A burgeoning market sprang up in wristwatches soon after the fall of gold in 1980. “This is an example of how the market swings,” Mycko said. “When I got into the business, it was all pocket watches, no one bothered with wristwatches.” Now there’s a broad array of interests. One interesting, but confounding area is the “comic-character watch.”
Dudley Masonic pocket watch, circa 1928
The idea of a Mickey Mouse watch was hatched in 1932 when a buyer for Montgomery Ward suggested to Disney’s merchandising mastermind, Kay Kamen, that a watch with Mickey on its face could be a big hit. Kamen then commissioned preliminary sketches from Disney artists and brought them to the Ingersoll-Waterbury Co.
In 1933, the first watches went into production, and their success was unprecedented. In one day, 11,000 were sold at Macy’s.
By June 1935, more than 2.5 million Mickey Mouse wristwatches had been sold. Several other watch companies jumped on the comic-watch bandwagon, and soon nearly every popular comic character was on a pocket watch or wristwatch. In 1989, Mycko co-authored “Vintage American and European Character Wristwatch Price Guide 1989” with Roy Ehrhardt, the leading watch-book author of the time.
Mickey Mouse #1 still rules
But the advent of the color copier has made it too easy to counterfeit character watches. “That really killed the market,” Mycko said. Although people are still in the hunt for a “#1 Mickey Mouse,” which can still bring $300-$500.

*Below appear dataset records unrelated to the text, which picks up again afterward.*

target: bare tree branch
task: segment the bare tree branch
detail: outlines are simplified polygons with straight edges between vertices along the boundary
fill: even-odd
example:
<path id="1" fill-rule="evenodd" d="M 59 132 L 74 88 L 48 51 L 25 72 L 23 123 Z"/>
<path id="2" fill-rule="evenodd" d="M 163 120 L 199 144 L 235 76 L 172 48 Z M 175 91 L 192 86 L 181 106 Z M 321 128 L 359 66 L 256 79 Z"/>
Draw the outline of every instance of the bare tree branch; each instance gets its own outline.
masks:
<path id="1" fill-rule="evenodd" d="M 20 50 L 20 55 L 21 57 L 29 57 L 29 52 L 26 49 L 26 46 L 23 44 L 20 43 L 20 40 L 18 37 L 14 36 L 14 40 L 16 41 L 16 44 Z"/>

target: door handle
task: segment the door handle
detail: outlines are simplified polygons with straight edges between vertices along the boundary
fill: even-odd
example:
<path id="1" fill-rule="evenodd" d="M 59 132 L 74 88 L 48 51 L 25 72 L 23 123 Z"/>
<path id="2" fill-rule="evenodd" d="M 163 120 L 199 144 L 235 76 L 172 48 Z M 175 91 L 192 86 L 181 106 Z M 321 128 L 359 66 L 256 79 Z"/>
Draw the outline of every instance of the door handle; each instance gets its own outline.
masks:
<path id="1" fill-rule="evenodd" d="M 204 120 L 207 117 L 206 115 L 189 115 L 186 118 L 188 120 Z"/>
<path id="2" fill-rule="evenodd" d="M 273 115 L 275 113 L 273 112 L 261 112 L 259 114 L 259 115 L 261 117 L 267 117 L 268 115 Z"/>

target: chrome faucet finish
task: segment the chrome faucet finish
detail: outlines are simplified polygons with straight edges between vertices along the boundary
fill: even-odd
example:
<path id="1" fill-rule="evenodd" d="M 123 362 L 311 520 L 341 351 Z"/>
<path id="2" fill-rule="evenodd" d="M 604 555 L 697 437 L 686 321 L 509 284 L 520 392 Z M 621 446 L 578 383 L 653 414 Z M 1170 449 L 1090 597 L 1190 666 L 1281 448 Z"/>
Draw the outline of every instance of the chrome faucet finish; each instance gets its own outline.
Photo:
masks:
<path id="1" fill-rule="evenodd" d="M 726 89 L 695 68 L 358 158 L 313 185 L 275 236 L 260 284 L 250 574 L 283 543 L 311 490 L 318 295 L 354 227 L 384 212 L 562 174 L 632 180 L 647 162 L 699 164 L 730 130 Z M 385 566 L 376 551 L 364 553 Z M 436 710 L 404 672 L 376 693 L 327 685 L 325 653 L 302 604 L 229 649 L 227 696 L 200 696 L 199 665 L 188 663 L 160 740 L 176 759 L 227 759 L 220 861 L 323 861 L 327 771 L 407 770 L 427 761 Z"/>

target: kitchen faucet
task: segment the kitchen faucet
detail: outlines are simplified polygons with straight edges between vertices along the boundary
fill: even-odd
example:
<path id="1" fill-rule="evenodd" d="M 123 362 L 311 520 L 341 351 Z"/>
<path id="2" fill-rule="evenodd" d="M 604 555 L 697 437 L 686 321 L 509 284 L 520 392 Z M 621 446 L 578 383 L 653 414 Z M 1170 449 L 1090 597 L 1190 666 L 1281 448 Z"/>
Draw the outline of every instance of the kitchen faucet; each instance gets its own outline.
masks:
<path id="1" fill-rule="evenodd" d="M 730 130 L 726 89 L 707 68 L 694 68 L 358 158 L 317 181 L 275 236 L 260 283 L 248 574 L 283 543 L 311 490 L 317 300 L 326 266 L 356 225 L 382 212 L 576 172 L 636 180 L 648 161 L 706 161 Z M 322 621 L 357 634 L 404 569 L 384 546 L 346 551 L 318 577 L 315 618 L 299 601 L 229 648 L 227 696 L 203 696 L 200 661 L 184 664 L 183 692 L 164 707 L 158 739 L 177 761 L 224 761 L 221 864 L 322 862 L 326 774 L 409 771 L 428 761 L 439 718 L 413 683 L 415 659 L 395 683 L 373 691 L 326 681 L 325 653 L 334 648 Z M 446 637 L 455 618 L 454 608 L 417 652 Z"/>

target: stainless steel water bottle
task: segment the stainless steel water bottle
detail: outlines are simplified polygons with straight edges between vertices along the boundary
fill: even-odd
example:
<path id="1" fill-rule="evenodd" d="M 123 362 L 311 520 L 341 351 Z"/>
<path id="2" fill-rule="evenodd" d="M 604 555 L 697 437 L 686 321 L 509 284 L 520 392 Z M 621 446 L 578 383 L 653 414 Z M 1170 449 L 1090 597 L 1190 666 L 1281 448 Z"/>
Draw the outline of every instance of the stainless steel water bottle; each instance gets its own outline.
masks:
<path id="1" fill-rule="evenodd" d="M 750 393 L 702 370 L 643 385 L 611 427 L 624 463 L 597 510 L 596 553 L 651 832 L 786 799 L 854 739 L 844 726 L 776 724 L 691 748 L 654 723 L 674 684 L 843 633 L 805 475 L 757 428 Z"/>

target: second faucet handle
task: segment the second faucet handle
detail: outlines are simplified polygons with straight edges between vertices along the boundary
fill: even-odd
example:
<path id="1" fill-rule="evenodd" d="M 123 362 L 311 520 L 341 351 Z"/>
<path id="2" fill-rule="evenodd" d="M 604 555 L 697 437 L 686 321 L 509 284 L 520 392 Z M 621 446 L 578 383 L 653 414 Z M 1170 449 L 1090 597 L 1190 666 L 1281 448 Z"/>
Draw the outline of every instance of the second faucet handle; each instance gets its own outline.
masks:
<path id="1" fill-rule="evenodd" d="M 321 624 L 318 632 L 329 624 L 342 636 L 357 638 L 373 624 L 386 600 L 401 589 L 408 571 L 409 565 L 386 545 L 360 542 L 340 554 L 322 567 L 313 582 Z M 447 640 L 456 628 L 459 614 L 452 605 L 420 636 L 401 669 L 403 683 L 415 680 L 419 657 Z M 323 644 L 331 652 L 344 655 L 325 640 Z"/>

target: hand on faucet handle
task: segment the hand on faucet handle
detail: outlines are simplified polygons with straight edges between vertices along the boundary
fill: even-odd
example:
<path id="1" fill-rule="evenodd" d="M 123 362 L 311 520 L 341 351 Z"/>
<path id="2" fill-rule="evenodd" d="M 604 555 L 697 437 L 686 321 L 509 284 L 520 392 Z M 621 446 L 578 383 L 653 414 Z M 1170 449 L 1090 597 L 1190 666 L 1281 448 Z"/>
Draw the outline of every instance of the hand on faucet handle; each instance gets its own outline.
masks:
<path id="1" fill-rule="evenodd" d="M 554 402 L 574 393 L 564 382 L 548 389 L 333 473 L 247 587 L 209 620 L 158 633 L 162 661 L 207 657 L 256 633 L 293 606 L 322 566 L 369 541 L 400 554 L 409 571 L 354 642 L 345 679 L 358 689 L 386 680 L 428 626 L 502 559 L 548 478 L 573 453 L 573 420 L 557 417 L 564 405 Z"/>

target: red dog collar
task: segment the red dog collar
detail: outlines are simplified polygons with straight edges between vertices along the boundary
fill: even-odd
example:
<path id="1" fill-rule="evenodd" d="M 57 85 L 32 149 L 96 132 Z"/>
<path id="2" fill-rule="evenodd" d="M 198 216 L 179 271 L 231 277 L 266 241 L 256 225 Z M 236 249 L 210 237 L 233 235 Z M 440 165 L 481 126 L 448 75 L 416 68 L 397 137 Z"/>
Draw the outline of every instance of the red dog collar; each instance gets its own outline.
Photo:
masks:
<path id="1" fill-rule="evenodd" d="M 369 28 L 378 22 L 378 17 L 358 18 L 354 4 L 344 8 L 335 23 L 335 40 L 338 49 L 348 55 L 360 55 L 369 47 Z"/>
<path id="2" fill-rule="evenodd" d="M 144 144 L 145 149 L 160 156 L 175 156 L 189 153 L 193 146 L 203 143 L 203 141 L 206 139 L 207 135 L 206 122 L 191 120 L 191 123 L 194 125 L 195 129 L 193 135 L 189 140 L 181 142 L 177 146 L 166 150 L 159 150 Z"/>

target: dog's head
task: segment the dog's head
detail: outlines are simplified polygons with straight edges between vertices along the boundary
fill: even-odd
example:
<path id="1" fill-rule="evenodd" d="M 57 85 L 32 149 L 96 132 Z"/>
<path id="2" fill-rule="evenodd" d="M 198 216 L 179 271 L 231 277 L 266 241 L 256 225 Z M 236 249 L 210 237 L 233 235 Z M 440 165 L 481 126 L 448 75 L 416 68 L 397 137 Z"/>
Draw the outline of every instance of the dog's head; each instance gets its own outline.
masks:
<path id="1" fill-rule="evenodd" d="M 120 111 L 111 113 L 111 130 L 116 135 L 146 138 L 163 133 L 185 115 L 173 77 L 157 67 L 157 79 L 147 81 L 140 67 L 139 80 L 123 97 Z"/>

Character watches remain a fluky market, Mycko said, because certain watches can cross over to other collectibles markets. “A Popeye collector is going to want that Popeye wristwatch and will pay $1,500, which makes no sense to a watch collector,” he said.
All those 1930s-, ’40s-, ’50s-style Benrus, Bulova and Hamilton watches are now highly collectible for their retro styling and innovations that made them popular when new. Even Seiko and Timex (remember the “It takes a licking and keeps on ticking” ads?) form another market with prices ranging from $50 to $1,000. There is “something for everyone,” Mycko said.
Hamilton 21-jewels railroad pocket watch with white-gold filled open face
At the top of the market are the expensive watches Patek Philippe, Vacheron Constantin and Audemars Piguet, followed closely by Cartier and Tiffany. These watches were expensive when new, and in many cases, their values have soared.
Production-made watches like Rolex, Longines, Omega and LeCoultre that catered to a lesser-priced market are highly collectible today. But, with few exceptions, these lesser watch companies along with the styles of watches produced have had their day and have lost their cachet as the collectible-watch market changes. Consider an Omega watch made in the 1920s, with a curved back and Art Deco numbers. For a while, those watches commanded prices of $2,000 to $5,000. Now, Mycko said, they are “hard to sell at $1,500.”
The market, however, is filled with surprises. A self-winding enamel dial wristwatch from the ’60s by Swiss watchmaker Patek Philippe used to run $2,500 to $3,500. The very same watch now commands $25,000 to $35,000. A Rolex Cosmograph that Mycko said he had trouble selling for $600 to $800, now sells for up to $55,000.
Rare Waltham Masonic Dial hunting-case pocket watch with a painted porcelain dial
“There is a lot going on at this upper end,” Mycko said. These are the big investment bets and also the ego buys. “What you wear on your wrist tells a lot about your station in life. It’s like driving around in a Ferrari. The world knows you have arrived. And, it most definitely is a macho thing.”
“I call it organized insanity,” Mycko said. “They may be collectibles, investments or the stuff of dreams.”